Unlike other rom-coms where a character undergoes a makeover to become worthy or attractive, Always Be My Maybe skipped over these tropes, along with common stereotypical Asian tropes. When Marcus decided not to go to college, they didn’t force Marcus. He works with his dad, smokes weed, makes music with his band, and that’s ok! He didn’t need to stop doing any of this to become worthy of love. Marcus’ “makeover scene” may have included some skin-burning Tom Ford and champagne spit-takes, but it actually started when he decided to grow up and start taking initiative of his life. There wasn’t anything wrong with him, other than his projecting suppressed grief in “stealth asshole” ways; he needed to face his grief and move forward. In the same vein, Sasha didn’t need to give up her hella independent and goal-driven lifestyle in order to become worthy of love. There’s a sexist assumption that a womxn can only have a family or be a “good” mother if she gives up her career or personal goals, but whether or not there was a man in the picture, Sasha was going to build her own family anyway, even if it meant having a baby on her own— and that’s ok, too. “Don’t shame me for going after things, Marcus!”

Ali Wong and Randall Park are amazing onscreen together and are both a huge hit for Asian American representation, but they also made sure to credit the crew behind the scenes. Ali Wong shares a story of bringing her niece on set, meeting director Nahnatchka Khan, and seeing that “this is what a director looks like.. and that this world has so many options for her. There were so many interesting womxn behind the camera.. and see how many people it takes to make a project.” (KTVU the 9)

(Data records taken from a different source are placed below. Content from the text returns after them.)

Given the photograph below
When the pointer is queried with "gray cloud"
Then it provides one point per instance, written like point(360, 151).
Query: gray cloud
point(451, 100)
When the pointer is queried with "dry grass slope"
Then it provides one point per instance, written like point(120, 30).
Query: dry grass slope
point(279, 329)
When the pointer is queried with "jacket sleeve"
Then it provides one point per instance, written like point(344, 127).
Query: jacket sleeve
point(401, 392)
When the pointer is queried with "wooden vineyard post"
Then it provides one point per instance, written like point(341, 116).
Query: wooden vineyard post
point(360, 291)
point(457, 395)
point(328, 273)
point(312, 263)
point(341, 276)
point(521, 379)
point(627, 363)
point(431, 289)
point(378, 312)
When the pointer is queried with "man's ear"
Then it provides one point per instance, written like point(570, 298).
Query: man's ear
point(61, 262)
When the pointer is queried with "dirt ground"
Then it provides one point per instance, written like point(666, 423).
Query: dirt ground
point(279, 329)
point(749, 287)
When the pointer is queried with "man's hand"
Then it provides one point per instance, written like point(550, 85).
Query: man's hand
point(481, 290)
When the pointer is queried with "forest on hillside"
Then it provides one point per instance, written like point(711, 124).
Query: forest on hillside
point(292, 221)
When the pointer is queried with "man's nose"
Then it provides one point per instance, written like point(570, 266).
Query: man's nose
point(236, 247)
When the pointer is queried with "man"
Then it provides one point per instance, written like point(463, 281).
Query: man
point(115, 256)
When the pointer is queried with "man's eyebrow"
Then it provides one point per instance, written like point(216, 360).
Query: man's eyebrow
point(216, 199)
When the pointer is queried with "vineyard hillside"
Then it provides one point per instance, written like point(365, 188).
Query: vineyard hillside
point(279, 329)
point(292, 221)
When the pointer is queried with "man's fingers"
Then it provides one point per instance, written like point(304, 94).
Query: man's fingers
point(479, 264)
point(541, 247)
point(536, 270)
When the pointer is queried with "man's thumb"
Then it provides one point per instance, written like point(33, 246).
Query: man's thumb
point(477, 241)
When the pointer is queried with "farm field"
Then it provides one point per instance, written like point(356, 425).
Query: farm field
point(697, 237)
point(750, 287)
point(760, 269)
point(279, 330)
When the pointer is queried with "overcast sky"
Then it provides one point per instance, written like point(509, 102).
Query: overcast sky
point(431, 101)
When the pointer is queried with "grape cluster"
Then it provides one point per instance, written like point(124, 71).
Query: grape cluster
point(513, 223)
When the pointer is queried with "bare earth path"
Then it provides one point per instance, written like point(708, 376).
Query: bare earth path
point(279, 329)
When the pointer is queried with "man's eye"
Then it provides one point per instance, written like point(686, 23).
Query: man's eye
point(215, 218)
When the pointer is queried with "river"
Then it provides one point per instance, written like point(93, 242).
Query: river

“As an Asian American, you’re always going to be interested in other Asian Americans from entertainment and the creative fields… So you’re always going to pay extra attention and you’re always going to wonder: If I meet them, will there be a natural sisterhood or brotherhood? I think some of us bringing those people in kind of came from that curiosity. And we felt it, and it felt good.” —Ali Wong (L.A Times)

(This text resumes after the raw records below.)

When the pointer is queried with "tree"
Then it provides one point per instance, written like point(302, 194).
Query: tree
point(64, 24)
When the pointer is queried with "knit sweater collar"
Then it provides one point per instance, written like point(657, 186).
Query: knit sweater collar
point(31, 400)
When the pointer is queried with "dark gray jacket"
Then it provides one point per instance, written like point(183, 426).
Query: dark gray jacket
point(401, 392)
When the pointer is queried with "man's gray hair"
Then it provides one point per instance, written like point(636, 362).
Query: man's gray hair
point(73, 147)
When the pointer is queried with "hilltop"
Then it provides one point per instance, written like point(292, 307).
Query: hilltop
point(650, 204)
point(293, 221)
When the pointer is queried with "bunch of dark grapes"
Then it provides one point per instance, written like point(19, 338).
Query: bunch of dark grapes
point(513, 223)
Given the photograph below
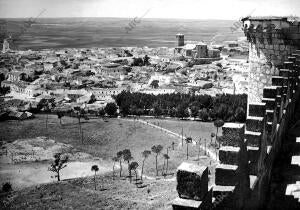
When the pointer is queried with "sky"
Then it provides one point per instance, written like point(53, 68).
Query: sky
point(178, 9)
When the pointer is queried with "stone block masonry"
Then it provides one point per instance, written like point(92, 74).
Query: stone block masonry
point(248, 151)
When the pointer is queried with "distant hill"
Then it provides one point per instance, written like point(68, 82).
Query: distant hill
point(111, 32)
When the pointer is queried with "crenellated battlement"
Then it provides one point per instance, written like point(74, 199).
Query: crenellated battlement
point(248, 151)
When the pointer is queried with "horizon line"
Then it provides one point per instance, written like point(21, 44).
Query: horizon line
point(170, 18)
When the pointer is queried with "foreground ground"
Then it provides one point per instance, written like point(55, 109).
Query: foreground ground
point(80, 194)
point(102, 139)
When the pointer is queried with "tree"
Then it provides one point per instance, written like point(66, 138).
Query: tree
point(157, 150)
point(188, 141)
point(95, 168)
point(4, 90)
point(111, 109)
point(182, 111)
point(154, 84)
point(218, 124)
point(203, 114)
point(60, 115)
point(157, 109)
point(127, 157)
point(58, 164)
point(114, 159)
point(145, 155)
point(212, 135)
point(146, 60)
point(79, 114)
point(133, 166)
point(173, 145)
point(166, 158)
point(119, 156)
point(199, 143)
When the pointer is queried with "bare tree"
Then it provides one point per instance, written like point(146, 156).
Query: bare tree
point(157, 150)
point(166, 158)
point(60, 115)
point(119, 156)
point(95, 168)
point(188, 141)
point(127, 158)
point(114, 159)
point(218, 124)
point(133, 166)
point(58, 164)
point(212, 135)
point(145, 155)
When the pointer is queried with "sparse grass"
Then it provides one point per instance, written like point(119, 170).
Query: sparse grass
point(104, 139)
point(110, 194)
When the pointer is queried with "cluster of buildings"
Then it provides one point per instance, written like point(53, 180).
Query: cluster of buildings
point(91, 77)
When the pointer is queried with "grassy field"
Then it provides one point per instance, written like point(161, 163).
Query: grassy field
point(104, 139)
point(194, 129)
point(80, 194)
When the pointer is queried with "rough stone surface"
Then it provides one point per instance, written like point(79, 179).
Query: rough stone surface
point(192, 181)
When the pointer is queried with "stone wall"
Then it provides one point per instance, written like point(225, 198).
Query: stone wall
point(248, 150)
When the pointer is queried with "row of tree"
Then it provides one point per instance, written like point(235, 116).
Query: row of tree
point(125, 155)
point(229, 108)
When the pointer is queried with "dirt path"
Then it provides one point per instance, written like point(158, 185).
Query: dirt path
point(210, 152)
point(33, 173)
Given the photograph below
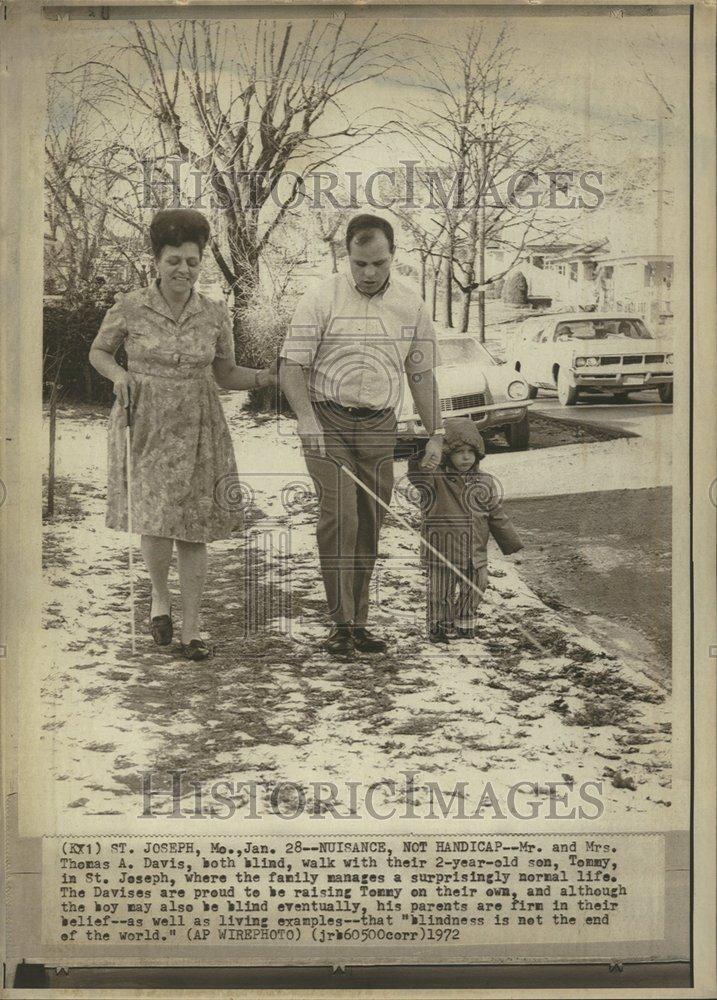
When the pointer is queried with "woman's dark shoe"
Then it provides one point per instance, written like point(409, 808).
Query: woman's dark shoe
point(340, 641)
point(366, 642)
point(196, 649)
point(438, 635)
point(161, 628)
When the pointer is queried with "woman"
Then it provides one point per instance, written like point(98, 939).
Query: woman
point(178, 344)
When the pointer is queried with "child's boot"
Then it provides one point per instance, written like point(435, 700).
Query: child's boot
point(438, 635)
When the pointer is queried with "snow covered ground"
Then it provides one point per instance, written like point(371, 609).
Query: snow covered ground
point(531, 699)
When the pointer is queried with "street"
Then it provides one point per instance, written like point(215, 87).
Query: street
point(642, 413)
point(606, 560)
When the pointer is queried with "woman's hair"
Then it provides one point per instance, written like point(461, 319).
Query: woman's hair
point(174, 226)
point(363, 226)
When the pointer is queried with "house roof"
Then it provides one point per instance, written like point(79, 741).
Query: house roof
point(574, 317)
point(607, 258)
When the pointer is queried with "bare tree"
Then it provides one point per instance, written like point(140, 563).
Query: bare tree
point(330, 223)
point(78, 184)
point(249, 111)
point(480, 124)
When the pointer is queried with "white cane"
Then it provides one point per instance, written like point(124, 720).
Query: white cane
point(128, 444)
point(443, 559)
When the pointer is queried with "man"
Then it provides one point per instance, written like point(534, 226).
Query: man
point(352, 342)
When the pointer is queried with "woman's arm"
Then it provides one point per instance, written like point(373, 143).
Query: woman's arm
point(230, 376)
point(110, 335)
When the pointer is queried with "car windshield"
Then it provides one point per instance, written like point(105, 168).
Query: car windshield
point(601, 329)
point(460, 351)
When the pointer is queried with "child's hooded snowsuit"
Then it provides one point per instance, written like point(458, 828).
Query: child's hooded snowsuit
point(459, 513)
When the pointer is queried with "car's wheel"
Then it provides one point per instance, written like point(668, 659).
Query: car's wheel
point(665, 392)
point(518, 435)
point(567, 393)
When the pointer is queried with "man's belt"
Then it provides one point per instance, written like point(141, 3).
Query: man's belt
point(352, 411)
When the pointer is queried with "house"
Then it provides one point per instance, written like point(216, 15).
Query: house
point(637, 283)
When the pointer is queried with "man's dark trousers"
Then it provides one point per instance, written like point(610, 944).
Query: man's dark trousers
point(349, 518)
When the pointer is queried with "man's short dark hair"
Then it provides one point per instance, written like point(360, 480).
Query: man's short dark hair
point(174, 226)
point(362, 228)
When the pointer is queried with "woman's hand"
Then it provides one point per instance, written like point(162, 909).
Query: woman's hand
point(122, 385)
point(267, 376)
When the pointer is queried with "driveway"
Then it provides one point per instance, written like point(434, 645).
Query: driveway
point(642, 413)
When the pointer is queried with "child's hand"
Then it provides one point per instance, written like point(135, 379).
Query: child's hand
point(434, 453)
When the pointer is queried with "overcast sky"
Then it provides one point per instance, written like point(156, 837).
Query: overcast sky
point(586, 74)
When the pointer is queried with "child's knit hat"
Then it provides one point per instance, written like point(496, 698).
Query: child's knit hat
point(462, 431)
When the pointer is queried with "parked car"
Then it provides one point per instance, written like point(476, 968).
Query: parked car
point(473, 384)
point(592, 352)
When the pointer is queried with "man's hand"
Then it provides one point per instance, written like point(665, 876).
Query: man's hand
point(312, 435)
point(434, 452)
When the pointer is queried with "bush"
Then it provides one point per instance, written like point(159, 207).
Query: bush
point(259, 333)
point(515, 289)
point(67, 337)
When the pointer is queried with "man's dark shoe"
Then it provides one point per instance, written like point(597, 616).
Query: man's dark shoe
point(340, 641)
point(161, 628)
point(365, 642)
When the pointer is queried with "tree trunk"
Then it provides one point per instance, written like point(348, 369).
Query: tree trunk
point(434, 303)
point(465, 309)
point(449, 289)
point(51, 465)
point(481, 259)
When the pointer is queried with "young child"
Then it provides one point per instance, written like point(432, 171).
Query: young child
point(460, 508)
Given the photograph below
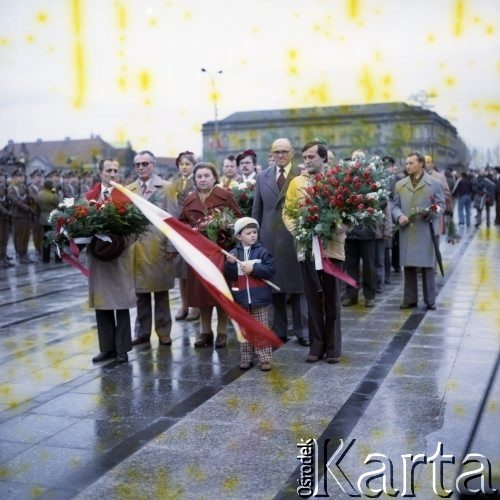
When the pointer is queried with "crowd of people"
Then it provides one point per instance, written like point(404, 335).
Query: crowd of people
point(145, 271)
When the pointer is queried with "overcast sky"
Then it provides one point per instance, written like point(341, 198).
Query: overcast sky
point(130, 69)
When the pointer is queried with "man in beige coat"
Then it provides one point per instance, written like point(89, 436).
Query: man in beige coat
point(153, 256)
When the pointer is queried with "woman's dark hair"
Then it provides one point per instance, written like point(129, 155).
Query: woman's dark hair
point(210, 166)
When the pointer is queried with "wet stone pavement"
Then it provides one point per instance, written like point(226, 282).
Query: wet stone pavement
point(179, 422)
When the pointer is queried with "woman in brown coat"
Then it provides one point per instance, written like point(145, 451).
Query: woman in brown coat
point(197, 205)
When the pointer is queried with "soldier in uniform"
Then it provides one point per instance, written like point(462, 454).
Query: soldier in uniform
point(22, 215)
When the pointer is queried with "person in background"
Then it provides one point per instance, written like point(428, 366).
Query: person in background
point(4, 223)
point(153, 256)
point(249, 291)
point(420, 190)
point(246, 162)
point(34, 188)
point(184, 185)
point(463, 191)
point(111, 282)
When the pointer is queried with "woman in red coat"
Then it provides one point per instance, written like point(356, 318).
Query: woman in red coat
point(203, 201)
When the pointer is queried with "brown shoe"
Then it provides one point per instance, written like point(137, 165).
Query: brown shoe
point(221, 340)
point(205, 340)
point(141, 340)
point(194, 314)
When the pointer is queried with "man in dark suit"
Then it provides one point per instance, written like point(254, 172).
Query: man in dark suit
point(270, 190)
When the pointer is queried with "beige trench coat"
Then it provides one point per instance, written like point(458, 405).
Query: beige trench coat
point(152, 271)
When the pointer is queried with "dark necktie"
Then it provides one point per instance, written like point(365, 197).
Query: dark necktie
point(281, 178)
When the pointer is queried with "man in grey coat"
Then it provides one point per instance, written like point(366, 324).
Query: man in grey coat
point(270, 190)
point(153, 256)
point(413, 195)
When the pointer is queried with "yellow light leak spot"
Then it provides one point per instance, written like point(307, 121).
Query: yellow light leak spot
point(458, 17)
point(353, 8)
point(231, 483)
point(366, 84)
point(78, 53)
point(450, 81)
point(41, 17)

And like all the Asian American Studies nerds, I loved the Asian American cultural references and easter eggs— from the “Stay Angry” t-shirts, to the band name, Hello Peril, which is a play on the term, “yellow peril.” If there was anything I took away from Asian American Studies and Ethnic Studies, it is the power of SELF DETERMINATION; Wong and Park wrote “a story of their own, for themselves to star in,” (Yamato). They didn’t wait for anyone else to tell their stories, and maybe that’s why this movie felt so good, and that’s why I felt so heard and so seen.